Tayaş işçileri: Depremde amirler dışarı çıkarken biz içeride çalıştırıldık
Evrensel’e mektup yazan Tayaş işçileri, deprem sırasında fabrika yöneticilerinin dışarı çıktığını, işçilerin ise çalıştırıldığını aktardı. Tayaş yönetimi ise işçilerin iddialarını kabul etmedi.
Fotoğraf: Evrensel
Bir grup Tayaş işçisi
Gebze
Merhaba biz Tayaş işçileriyiz. Geçen gün yaşadığımız o korkunç depremde iş başındaydık. Deprem olduğunu tam fark edemedik ama makinelerde bir sallantı ve baş dönmemiz oldu. Ne olduğunu anlayamadan bir de baktık ki biz üretimde çalışmaya devam ederken bizim dışımızda amir, patron, müdürler vs. dışarı çıkmış ve depremin bitmesini bekliyor.
Ve düşünebiliyor musunuz, biz içeride patron için harıl harıl üretim yapmaya devam ederken içeridekilere ne olur acaba diye düşünmeden kendi kıymetli canlarını dışarıya zor atmışlar. Deprem geçene kadar dışarıda beklemişler. Onlar orada depremin bitmesini beklerken, biz ise bize verilen kotayı çıkarmak için canımız pahasına çalışmaya devam ettirildik.
Ben arkadaşıma deprem oluyor sanki dedim. Arkadaşımda “Ne depremi forklift geçince sallanıyor ya burası her zaman” dedi. Ben çıktığımda öğrendim deprem olduğunu. Hemen eşimi aradım ‘Çocuklar nasıl, sen nasılsın’ diye sordum, ‘İyiyiz’ dedi. Serviste ağladım, üç kuruş kazanacağız diye bu zor şartlarda çalışıyoruz. Sigara yasak, dışarı çıkmak yasak. Bunlara artık alıştırılmıştık ama deprem olduğunda canımız pahasına sadece üretim devam etsin diye canımızın hiç kıymeti olmayarak dışarı çıkarılmamak çok ağır geldi.

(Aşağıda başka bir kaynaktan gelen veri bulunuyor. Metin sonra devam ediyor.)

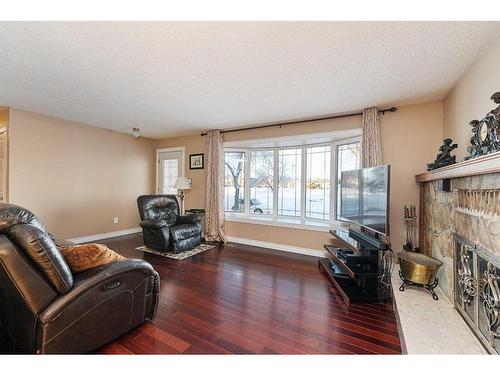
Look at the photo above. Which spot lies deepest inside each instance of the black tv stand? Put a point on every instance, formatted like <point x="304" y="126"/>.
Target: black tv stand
<point x="366" y="282"/>
<point x="368" y="240"/>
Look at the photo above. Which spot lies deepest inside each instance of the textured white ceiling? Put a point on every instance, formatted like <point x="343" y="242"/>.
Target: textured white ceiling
<point x="172" y="78"/>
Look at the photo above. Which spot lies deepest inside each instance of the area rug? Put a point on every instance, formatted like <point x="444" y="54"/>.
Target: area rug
<point x="185" y="254"/>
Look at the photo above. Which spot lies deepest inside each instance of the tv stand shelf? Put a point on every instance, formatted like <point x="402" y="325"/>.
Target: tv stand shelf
<point x="355" y="282"/>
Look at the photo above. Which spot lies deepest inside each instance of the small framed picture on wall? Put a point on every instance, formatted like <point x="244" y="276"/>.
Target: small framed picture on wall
<point x="196" y="161"/>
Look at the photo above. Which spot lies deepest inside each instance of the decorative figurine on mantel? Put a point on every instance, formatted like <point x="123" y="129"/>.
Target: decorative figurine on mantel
<point x="444" y="158"/>
<point x="486" y="133"/>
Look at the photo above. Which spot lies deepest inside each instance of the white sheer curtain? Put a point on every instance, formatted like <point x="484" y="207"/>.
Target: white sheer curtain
<point x="372" y="144"/>
<point x="214" y="196"/>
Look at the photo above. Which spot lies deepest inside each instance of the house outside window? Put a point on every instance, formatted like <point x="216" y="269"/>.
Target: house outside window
<point x="288" y="183"/>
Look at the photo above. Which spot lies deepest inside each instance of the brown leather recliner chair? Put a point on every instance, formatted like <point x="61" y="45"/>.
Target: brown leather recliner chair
<point x="44" y="308"/>
<point x="164" y="228"/>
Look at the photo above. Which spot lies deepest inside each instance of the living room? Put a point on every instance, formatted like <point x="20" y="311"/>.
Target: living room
<point x="263" y="187"/>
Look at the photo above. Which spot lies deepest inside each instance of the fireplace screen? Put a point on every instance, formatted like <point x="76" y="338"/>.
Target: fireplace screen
<point x="477" y="293"/>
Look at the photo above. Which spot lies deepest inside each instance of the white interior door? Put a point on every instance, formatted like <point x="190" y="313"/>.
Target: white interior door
<point x="170" y="166"/>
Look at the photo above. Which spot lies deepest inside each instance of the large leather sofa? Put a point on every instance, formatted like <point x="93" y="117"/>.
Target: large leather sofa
<point x="45" y="308"/>
<point x="163" y="228"/>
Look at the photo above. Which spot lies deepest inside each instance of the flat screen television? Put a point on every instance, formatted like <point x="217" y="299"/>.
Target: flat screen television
<point x="364" y="198"/>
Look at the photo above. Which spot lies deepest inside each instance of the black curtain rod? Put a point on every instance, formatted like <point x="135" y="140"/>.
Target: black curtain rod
<point x="280" y="124"/>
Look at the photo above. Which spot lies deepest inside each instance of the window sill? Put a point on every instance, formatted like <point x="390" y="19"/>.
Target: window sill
<point x="294" y="223"/>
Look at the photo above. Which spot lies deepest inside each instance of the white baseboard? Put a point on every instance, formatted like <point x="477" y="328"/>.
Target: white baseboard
<point x="102" y="236"/>
<point x="280" y="247"/>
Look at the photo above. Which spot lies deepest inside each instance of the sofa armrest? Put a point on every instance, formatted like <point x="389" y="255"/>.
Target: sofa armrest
<point x="153" y="224"/>
<point x="188" y="219"/>
<point x="107" y="278"/>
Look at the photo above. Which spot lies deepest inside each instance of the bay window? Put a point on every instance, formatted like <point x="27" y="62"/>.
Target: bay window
<point x="261" y="182"/>
<point x="289" y="181"/>
<point x="294" y="184"/>
<point x="318" y="182"/>
<point x="234" y="181"/>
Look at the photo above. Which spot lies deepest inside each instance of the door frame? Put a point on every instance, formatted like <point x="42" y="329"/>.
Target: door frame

Çocuklarımı, ailemi, arkadaşlarımı düşündüm. Bizi depremde çalıştırıp kendileri dışarı çıktığında ne düşündüler bilmiyorum ama bir kez daha işçinin canının dahi kıymetinin patronlar gözünde olmadığını, ne kadar ‘Biz bir aileyiz’ deseler de bizim işçi olduğumuzun üstünü örtmek için ve karşımızda olduklarını, üretimi en hızlı, en acımasız şekilde devam ettirmek için yaptıklarını artık iyi biliyoruz.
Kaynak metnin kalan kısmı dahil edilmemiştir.